\name{samplePop}
\alias{samplePop}
\alias{sampledGenotypes}
\alias{print.sampledGenotypes}
\title{
Obtain a sample from a population of simulations.

}
\description{

Obtain a sample (a matrix of individuals/samples by genes or, equivalently, a
vector of "genotypes") from an oncosimulpop object (i.e., a simulation
of multiple individuals) or a single oncosimul object. Sampling
schemes include whole tumor and single cell sampling, and sampling at
the end of the tumor progression or during the progression of the
disease.

\code{sampledGenotypes} shows the genotype frequencies from that
sample; Shannon's diversity ---entropy--- of the genotypes is also
returned.  Order effects are ignored.

}

\usage{
samplePop(x, timeSample = "last", typeSample = "whole",
thresholdWhole = 0.5, geneNames = NULL, popSizeSample = NULL,
propError = 0)

sampledGenotypes(y, genes = NULL)

}

\arguments{
\item{x}{An object of class \code{oncosimulpop} or class \code{oncosimul2} (a
single simulation).}

\item{y}{The output from a call to \code{samplePop}.}

\item{timeSample}{
"last" means to sample each individual in the very last time period
of the simulation. "unif" (or "uniform") means sampling each
individual at a time choosen uniformly from all the times recorded
in the simulation between the time when the first driver appeared
and the final time period. "unif" means that it is almost sure that
different individuals will be sampled at different times. "last"
does not guarantee that different individuals will be sampled at the
same time unit, only that all will be sampled in the last time unit
of their simulation.

You can, alternatively, specify the population size at which you
want the sample to be taken.

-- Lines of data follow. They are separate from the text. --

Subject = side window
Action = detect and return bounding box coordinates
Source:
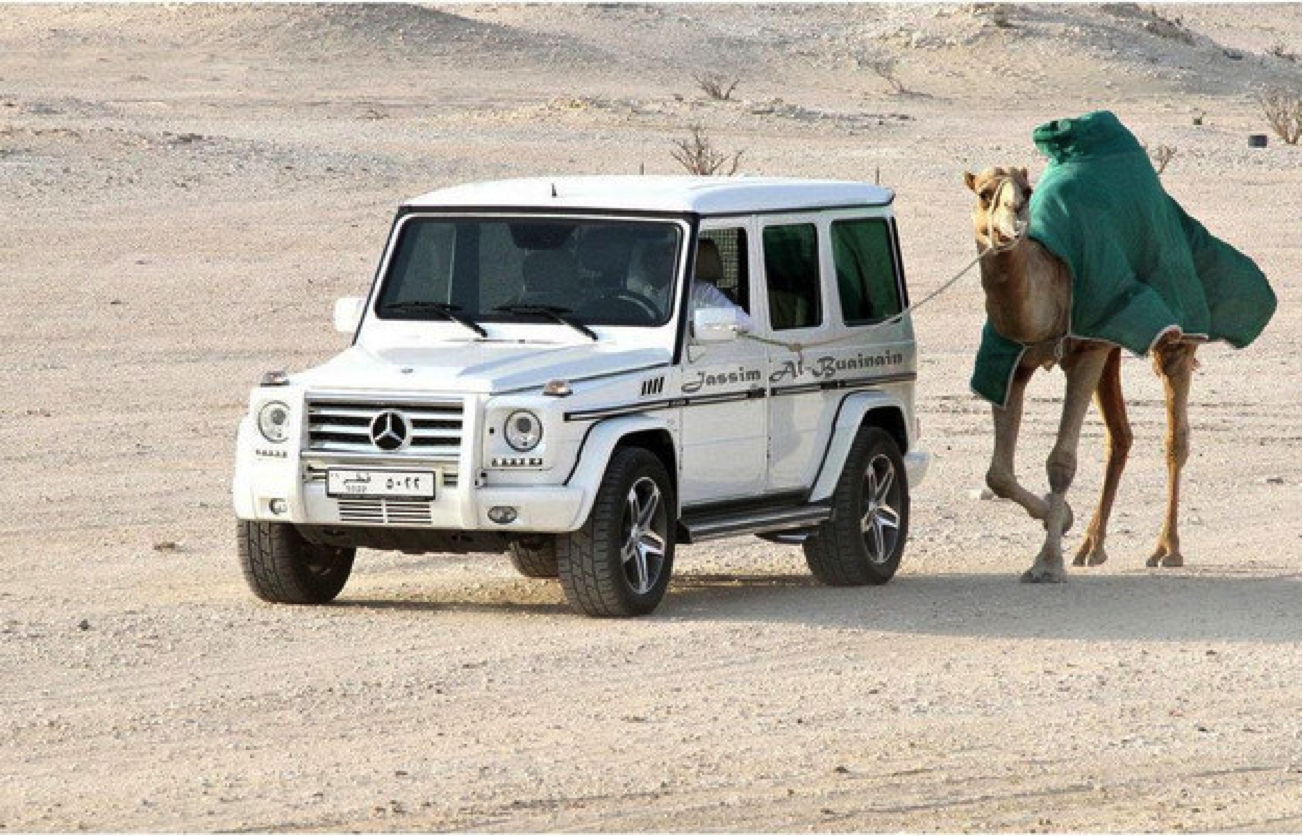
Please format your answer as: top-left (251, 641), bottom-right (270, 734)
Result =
top-left (694, 228), bottom-right (751, 313)
top-left (762, 224), bottom-right (823, 331)
top-left (833, 219), bottom-right (900, 326)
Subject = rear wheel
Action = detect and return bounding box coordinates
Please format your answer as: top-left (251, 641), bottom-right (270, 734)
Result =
top-left (236, 520), bottom-right (357, 604)
top-left (556, 447), bottom-right (678, 617)
top-left (804, 427), bottom-right (909, 586)
top-left (511, 536), bottom-right (556, 578)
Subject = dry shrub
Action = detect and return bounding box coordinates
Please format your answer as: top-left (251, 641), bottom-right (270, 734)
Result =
top-left (692, 73), bottom-right (740, 102)
top-left (1257, 90), bottom-right (1303, 145)
top-left (1145, 145), bottom-right (1177, 177)
top-left (670, 125), bottom-right (743, 176)
top-left (859, 55), bottom-right (904, 92)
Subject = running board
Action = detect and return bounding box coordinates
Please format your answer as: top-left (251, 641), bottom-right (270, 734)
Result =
top-left (681, 504), bottom-right (833, 543)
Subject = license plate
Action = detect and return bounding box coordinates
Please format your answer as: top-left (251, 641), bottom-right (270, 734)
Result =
top-left (326, 467), bottom-right (434, 499)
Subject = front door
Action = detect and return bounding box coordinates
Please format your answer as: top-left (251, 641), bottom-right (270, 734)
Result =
top-left (679, 220), bottom-right (769, 505)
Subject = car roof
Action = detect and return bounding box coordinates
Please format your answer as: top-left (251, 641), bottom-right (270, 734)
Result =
top-left (404, 174), bottom-right (895, 215)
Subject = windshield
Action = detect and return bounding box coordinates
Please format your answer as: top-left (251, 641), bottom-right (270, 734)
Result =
top-left (375, 217), bottom-right (681, 327)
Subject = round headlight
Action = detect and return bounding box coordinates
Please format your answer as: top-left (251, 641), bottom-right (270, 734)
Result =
top-left (503, 410), bottom-right (543, 453)
top-left (258, 401), bottom-right (289, 444)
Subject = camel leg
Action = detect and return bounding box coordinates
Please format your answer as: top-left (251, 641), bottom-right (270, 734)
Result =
top-left (1023, 346), bottom-right (1110, 583)
top-left (986, 365), bottom-right (1048, 520)
top-left (1072, 349), bottom-right (1132, 566)
top-left (1147, 342), bottom-right (1196, 566)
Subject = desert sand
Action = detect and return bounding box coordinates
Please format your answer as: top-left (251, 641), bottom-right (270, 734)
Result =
top-left (0, 4), bottom-right (1303, 831)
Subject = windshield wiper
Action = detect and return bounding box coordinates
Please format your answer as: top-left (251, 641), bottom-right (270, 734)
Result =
top-left (380, 302), bottom-right (489, 337)
top-left (494, 305), bottom-right (598, 342)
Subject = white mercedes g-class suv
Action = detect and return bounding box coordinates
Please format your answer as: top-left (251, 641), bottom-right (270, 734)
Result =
top-left (233, 176), bottom-right (929, 616)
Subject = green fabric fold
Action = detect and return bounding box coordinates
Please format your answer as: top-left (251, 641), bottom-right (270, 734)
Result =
top-left (971, 111), bottom-right (1276, 406)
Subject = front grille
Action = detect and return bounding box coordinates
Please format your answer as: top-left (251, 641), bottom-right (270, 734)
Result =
top-left (308, 400), bottom-right (463, 458)
top-left (335, 497), bottom-right (430, 525)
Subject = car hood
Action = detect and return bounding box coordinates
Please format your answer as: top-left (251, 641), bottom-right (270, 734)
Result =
top-left (294, 342), bottom-right (670, 395)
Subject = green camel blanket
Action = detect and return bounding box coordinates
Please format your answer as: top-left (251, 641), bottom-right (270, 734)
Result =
top-left (972, 111), bottom-right (1276, 406)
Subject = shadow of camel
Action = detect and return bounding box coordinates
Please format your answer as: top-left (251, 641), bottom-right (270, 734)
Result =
top-left (335, 573), bottom-right (1303, 643)
top-left (662, 573), bottom-right (1303, 643)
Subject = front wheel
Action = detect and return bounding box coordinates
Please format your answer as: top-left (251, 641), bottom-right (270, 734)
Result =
top-left (556, 447), bottom-right (678, 617)
top-left (804, 427), bottom-right (909, 586)
top-left (236, 520), bottom-right (357, 604)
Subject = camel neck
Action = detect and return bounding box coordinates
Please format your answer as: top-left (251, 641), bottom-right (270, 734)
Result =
top-left (981, 238), bottom-right (1070, 344)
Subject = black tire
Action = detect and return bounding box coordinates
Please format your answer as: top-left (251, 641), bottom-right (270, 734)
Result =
top-left (556, 447), bottom-right (678, 619)
top-left (236, 520), bottom-right (357, 604)
top-left (509, 536), bottom-right (556, 578)
top-left (804, 427), bottom-right (909, 586)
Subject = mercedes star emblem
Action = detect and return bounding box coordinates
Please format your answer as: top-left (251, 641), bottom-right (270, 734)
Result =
top-left (371, 410), bottom-right (412, 452)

See argument \code{popSizeSample}.
}

\item{typeSample}{
"singleCell" (or "single") for single cell sampling, where the
probability of sampling a cell (a clone) is directly proportional to
its population size.  "wholeTumor" (or "whole") for whole tumor
sampling (i.e., this is similar to a biopsy being the entire tumor).
"singleCell-noWT" or "single-nowt" is single cell sampling, but
excluding the wild type.
}

\item{thresholdWhole}{
In whole tumor sampling, whether a gene is detected as mutated depends
on thresholdWhole: a gene is considered mutated if it is altered in at
least thresholdWhole proportion of the cells in that individual.
}

\item{geneNames}{An optional vector of gene names so as to label the
column names of the output.}

\item{popSizeSample}{An optional vector of total population sizes at
which you want the samples to be taken. If you pass this vector,
\code{timeSample} has no effect. The samples will be taken at the
first time at which the population size gets as large as (or larger
than) the size specified in \code{popSizeSample}.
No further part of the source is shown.